3

I am using PyTesser to break a captcha. PyTesser uses tesseract python ocr library. Before putting image to PyTesser, I use some filtering. Step by step my code: input image is: input image

from PIL import Image
img = Image.open('1.gif')
img = img.convert("RGBA")
pixdata = img.load()
# Clean the background noise, if color != black, then set to white.
for y in xrange(img.size[1]):
    for x in xrange(img.size[0]):
        if pixdata[x, y][0] < 90:
         pixdata[x, y] = (0, 0, 0, 255)

for y in xrange(img.size[1]):
    for x in xrange(img.size[0]):
     if pixdata[x, y][2] < 136:
         pixdata[x, y] = (0, 0, 0, 255)

for y in xrange(img.size[1]):
    for x in xrange(img.size[0]):
        if pixdata[x, y][3] > 0:
            pixdata[x, y] = (255, 255, 255, 255)


img.save("input-black.gif", "GIF")

After applying this code output is:

Now,

im_orig = Image.open('input-black.gif')
big = im_orig.resize((116, 56), Image.NEAREST)

ext = ".tif"
big.save("input-NEAREST" + ext)

After this code snippet output image is:

enter image description here

And finally when I apply this

from pytesser import *
image = Image.open('input-NEAREST.tif')
print image_to_string(image)

I am getting output %/ww

Please help me to find correct result.

If I try with these images, this code can successfully recognize letters.

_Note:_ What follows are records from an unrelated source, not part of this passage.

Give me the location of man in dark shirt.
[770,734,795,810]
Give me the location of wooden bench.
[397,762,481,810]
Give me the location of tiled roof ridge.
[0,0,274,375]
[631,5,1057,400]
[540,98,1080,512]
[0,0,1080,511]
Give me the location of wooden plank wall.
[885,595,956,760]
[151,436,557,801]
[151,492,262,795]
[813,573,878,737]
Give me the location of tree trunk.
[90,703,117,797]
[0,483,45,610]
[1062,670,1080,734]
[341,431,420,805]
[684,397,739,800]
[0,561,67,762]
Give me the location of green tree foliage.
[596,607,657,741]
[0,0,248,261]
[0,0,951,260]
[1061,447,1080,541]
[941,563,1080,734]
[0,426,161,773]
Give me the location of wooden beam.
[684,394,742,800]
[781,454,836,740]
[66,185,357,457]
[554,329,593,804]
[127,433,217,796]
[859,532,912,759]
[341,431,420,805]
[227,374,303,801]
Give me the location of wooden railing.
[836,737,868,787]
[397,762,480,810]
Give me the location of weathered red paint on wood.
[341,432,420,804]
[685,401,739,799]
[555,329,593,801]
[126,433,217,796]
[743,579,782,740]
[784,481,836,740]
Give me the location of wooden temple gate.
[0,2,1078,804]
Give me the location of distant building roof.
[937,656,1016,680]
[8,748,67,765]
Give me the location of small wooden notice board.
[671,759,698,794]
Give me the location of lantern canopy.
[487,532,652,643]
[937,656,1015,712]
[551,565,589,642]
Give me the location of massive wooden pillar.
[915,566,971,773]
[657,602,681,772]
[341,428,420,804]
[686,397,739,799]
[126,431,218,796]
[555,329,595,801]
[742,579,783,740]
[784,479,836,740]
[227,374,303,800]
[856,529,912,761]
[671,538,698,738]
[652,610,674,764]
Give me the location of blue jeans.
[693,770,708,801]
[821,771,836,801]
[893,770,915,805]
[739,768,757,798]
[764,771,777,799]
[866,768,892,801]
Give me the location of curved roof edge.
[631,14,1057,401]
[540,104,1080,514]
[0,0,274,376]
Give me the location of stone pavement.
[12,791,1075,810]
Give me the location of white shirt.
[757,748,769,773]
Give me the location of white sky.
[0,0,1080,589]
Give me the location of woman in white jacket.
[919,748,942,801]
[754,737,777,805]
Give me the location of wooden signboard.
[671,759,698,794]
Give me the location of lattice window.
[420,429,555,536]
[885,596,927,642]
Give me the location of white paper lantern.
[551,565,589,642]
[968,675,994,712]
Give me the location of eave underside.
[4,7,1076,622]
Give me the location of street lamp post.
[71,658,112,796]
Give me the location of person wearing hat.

enter image description here enter image description here

Moshi
  • 1,385
  • 2
  • 17
  • 36
  • Have you tested it on an easy to recognize image? Does PyTesser need training? – BlamKiwi Feb 10 '15 at 06:22
  • I tested that with some images that is successfully recognized. – Moshi Feb 10 '15 at 06:23
  • Then maybe that's just what it thinks the image is. – BlamKiwi Feb 10 '15 at 06:49
  • I think problem is extra zigzag lin in my captcha. But how can I remove the zigzag line so that I can put the image to pytesser with just letters. – Moshi Feb 10 '15 at 09:13
  • 1
    Just throwing something crazy out there.. You could start on the left and find path of black pixels all the way to the right (a depth first search algorithm). Repeat this until there are no more paths left?It will affect the letters though. And rather computationally intensive perhaps. – Vincent Ketelaars Mar 01 '15 at 06:42
  • Maybe you can create some samples, since all those captcha are similar. And compare using samples. – Fernando Freitas Alves Mar 06 '15 at 13:29

1 Answers1

1

You need to execute some basic morphologic image operations to remove the line before executing captcha recognizer. Try combining ndimage.binary_erosion and ndimage.binary_dilation .

sniperd
  • 5,124
  • 6
  • 28
  • 44